If you want $S^{i0}$ to be zero, then the spin $S^{\mu\nu}$ is the angular momentum of the body about its energy centroid in the lab frame.
Let's see how this comes about.
Suppose that the we have a conserved and symmetric energy-momentum tensor:
$$
\partial_\mu T^{\mu\nu}=0, \quad T^{\mu\nu}=T^{\nu\mu}
$$
which is non-zero only within the body of interest.
Let $x_{\rm A}^\mu$ be a space-time event, $\Sigma$ a spacelike surface, and define the angular momentum about $x_{\rm A}$ by
$$
M^{\mu\nu}_{\rm A} = \int_\Sigma\left\{(x^\mu-x_{\rm A}^\mu)T^{\gamma\nu}- (x^\nu-x_{\rm A}^\nu)T^{\gamma\mu}\right\}d\Sigma_\gamma
$$
Then $M^{\mu\nu}_{\rm A} $ is a tensor and independent of the choice of the choice of $\Sigma$.
We now choose a lab frame and define the mass-centroid $X^i_{\rm L}$ in that frame by
$$
\left\{\int_{t=\rm const.} T^{00}d^3x \right\}\,X^i_{\rm L}= \int_{t=\rm const.} x^iT^{00}d^3x.
$$
Note that
$$
\partial_t \int T^{00}d^3x = \int \partial_0 T^{00}d^3x = - \int \partial_j T^{j0}d^3x=0,
$$
and
$$
\partial_t \int x^i T^{00}d^3x = \int x^i\,\partial_0 T^{00}d^3x = -\int x^i\,\partial_j T^{j0}d^3x= \int \delta^i_j \,T^{j0}d^3x= p^i.
$$
So, differentiating its definition with respect to $t$, we read off that the ordinary three-velocity of the centroid is
$$
\dot {\bf X}_{\rm L}= {\bf p}/E.
$$
Here
$$
E= \int T^{00}d^3x, \quad p^i = \int T^{0i}d^3x.
$$
Now take $\Sigma$ to be the lab-frame surface $t=$const with $x^\mu_{\rm A}$ a point in that surface. Then
$$
M^{i0}_{\rm A} = \int_\Sigma\left\{(x^i-x_{\rm A}^i)T^{00}- (x^0-x_{\rm A}^0)T^{0i}\right\}d^3x\\
= (X^i_{\rm L}-x^i_{\rm A})E.
$$
(The second term is zero because $x^0- x^0_{\rm A}$ is zero everywhere in the integral.)

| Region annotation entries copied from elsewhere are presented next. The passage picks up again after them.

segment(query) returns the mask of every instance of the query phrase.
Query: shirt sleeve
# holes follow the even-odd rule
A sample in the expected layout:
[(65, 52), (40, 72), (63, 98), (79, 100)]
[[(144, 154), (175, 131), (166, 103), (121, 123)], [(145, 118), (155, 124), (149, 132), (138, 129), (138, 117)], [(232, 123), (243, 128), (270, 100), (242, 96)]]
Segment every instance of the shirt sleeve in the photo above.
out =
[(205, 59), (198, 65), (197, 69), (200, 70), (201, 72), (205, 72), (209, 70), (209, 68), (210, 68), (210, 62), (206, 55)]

Thus $M^{i0}_A$ is zero when ${\rm A}$ is the centroid in the lab frame. If we replace the lab frame with a frame having four-velocity $v^\mu$ we have that
$M^{\mu\nu}_{\rm A} v_\nu=0$ if and only if ${\rm A}$ is the mass centroid in that frame.
Define the centre of mass $X^i_{\rm CM}$ to be the mass-centroid in the frame where the three momentum $p^i=0$, then the spin or intrinsic angular momentum $S^{\mu\nu}$ is usually defined to be the angular momentum about the centre of mass. Thus a more natural condition is $S^{\mu\nu}p_\nu=0$.
The total angular momentum about an arbitrary point $x_A$ is then
$$
M^{\mu\nu}= (x_{\rm CM}-x_A)^\mu p^\nu- (x_{\rm CM}-x_a)^\nu p^\mu + S^{\mu\nu}\\
= L^{\mu\nu}_A+S^{\mu\nu}.
$$
A rather useful combination is the totally antisymmetric Pauli-Lubanski tensor (invented by Myron Matthisson)
$$
S^{\lambda\mu\nu}= p^\lambda S^{\mu\nu}+ p^\mu S^{\nu\lambda}+p^\nu S^{\lambda\mu}.
$$
This object turns out to be independendent of the choice of $x_A$ and is also sometimes called the intrinsic spin.